To use the program, cd into the directory containing the news.py file and execute it with the available query types.
The basic structure of commands for running the program is shown below.
$ python3 news.py QUERY_TYPE -n NUMBER_OF_ROWS
QUERY_TYPE
is a required argument that can be replaced with any of the following:
top-articles
: Print top articles
top-authors
: Print top authors
one-percent-error-days
: Print days on which >1% of requests led to an error
-n NUMBER_OF_ROWS
is an optional argument, where NUMBER_OF_ROWS
is a numerical value. Use it to set the number of rows returned by the query.
1. Print top articles in the database
$ python3 news.py top-articles -n 3
Example output:
$ python3 news.py top-articles -n 3
Candidate is jerk, alleges rival - 338647 views
Bears love berries, alleges bear - 253801 views
Bad things gone, say good people - 170098 views
2. Print top authors
$ python3 news.py top-articles -n 3
Example output:
$ python3 news.py top-articles -n 3
Ursula La Multa - 507594 views
Rudolf von Treppenwitz - 423457 views
Anonymous Contributor - 170098 views
3. Print days on which >1% of page requests led to an error
$ python3 news.py one-percent-error-days -n 3
Example output:
$ python3 news.py one-percent-error-days -n 3
July 17, 2016 - 2.262686% errors
July 1, 2016 - 1.001734% errors
July 25, 2016 - 3.953257% errors
License
MIT License
Copyright (c) 2019 David Heisnam
Permission is hereby granted, free of charge, to any person obtaining a copy of this software and associated documentation files (the "Software"), to deal in the Software without restriction, including without limitation the rights to use, copy, modify, merge, publish, distribute, sublicense, and/or sell copies of the Software, and to permit persons to whom the Software is furnished to do so, subject to the following conditions:
The above copyright notice and this permission notice shall be included in all copies or substantial portions of the Software.

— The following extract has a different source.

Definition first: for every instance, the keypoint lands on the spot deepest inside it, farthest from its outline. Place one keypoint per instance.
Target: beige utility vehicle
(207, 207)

THE SOFTWARE IS PROVIDED "AS IS", WITHOUT WARRANTY OF ANY KIND, EXPRESS OR IMPLIED, INCLUDING BUT NOT LIMITED TO THE WARRANTIES OF MERCHANTABILITY, FITNESS FOR A PARTICULAR PURPOSE AND NONINFRINGEMENT. IN NO EVENT SHALL THE AUTHORS OR COPYRIGHT HOLDERS BE LIABLE FOR ANY CLAIM, DAMAGES OR OTHER LIABILITY, WHETHER IN AN ACTION OF CONTRACT, TORT OR OTHERWISE, ARISING FROM, OUT OF OR IN CONNECTION WITH THE SOFTWARE OR THE USE OR OTHER DEALINGS IN THE SOFTWARE.